Luiz Felipe Pondé*
"A modernidade é toda feita para servir ao pequeno autoritário,
o "eu": ele exige mais sucesso, mais autoestima, mais saúde, mais
dinheiro, mais beleza, mais celulares, mais viagens, mais consumo, mais
direitos, mais rapidez, mais eficiência, mais atenção, mais
reconhecimento, mais equilíbrio, melhor alimentação, mais
espiritualidade para que ele não se sinta um materialista grosseiro."
O "eu" deve agir como as mulheres quando fecham as pernas em sinal de pudor e vergonha.
Meu Deus, como ter um "eu" cansa! Os místicos têm razão. Não é
necessário ser um "crente" para ver isso, basta ter algum senso de
ridículo para ver o quão cansativo é satisfazer o "eu". E a modernidade é
toda uma sinfonia (ou melhor, uma "diafonia", contrário da sinfonia)
para este pequeno "eu" infantil.
Outro dia, contemplava pessoas num aeroporto embarcando para os EUA com malas vazias para poder comprar um monte de coisas lá.
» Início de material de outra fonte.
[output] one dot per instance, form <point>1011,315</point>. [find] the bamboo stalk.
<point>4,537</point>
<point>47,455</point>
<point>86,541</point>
Que vergonha. É o tal do "eu" que faz isso. Ele precisa comprar,
adquirir, sentir-se tendo vantagem em tudo. O "eu" sente um "frisson"
num outlet baratinho em Miami. O mundo faz mais sentido quando ele
economiza US$10. E o pior é que, neste mundo em que vivemos, faz mesmo
sentido. Qualquer outra forma de sentido parece custar muito mais do que
US$ 10.
A filosofia inglesa tem uma expressão muito boa que é "wants", para
se referir a nossas necessidades a serem satisfeitas. Poderíamos
traduzir de modo livre por "quereres". O "eu" é um poço sem fundo de
"wants". Isso me deprime um tanto.
Como dizia acima, a modernidade é toda feita para servir ao pequeno
autoritário, o "eu": ele exige mais sucesso, mais autoestima, mais
saúde, mais dinheiro, mais beleza, mais celulares, mais viagens, mais
consumo, mais direitos, mais rapidez, mais eficiência, mais atenção,
mais reconhecimento, mais equilíbrio, melhor alimentação, mais
espiritualidade para que ele não se sinta um materialista grosseiro.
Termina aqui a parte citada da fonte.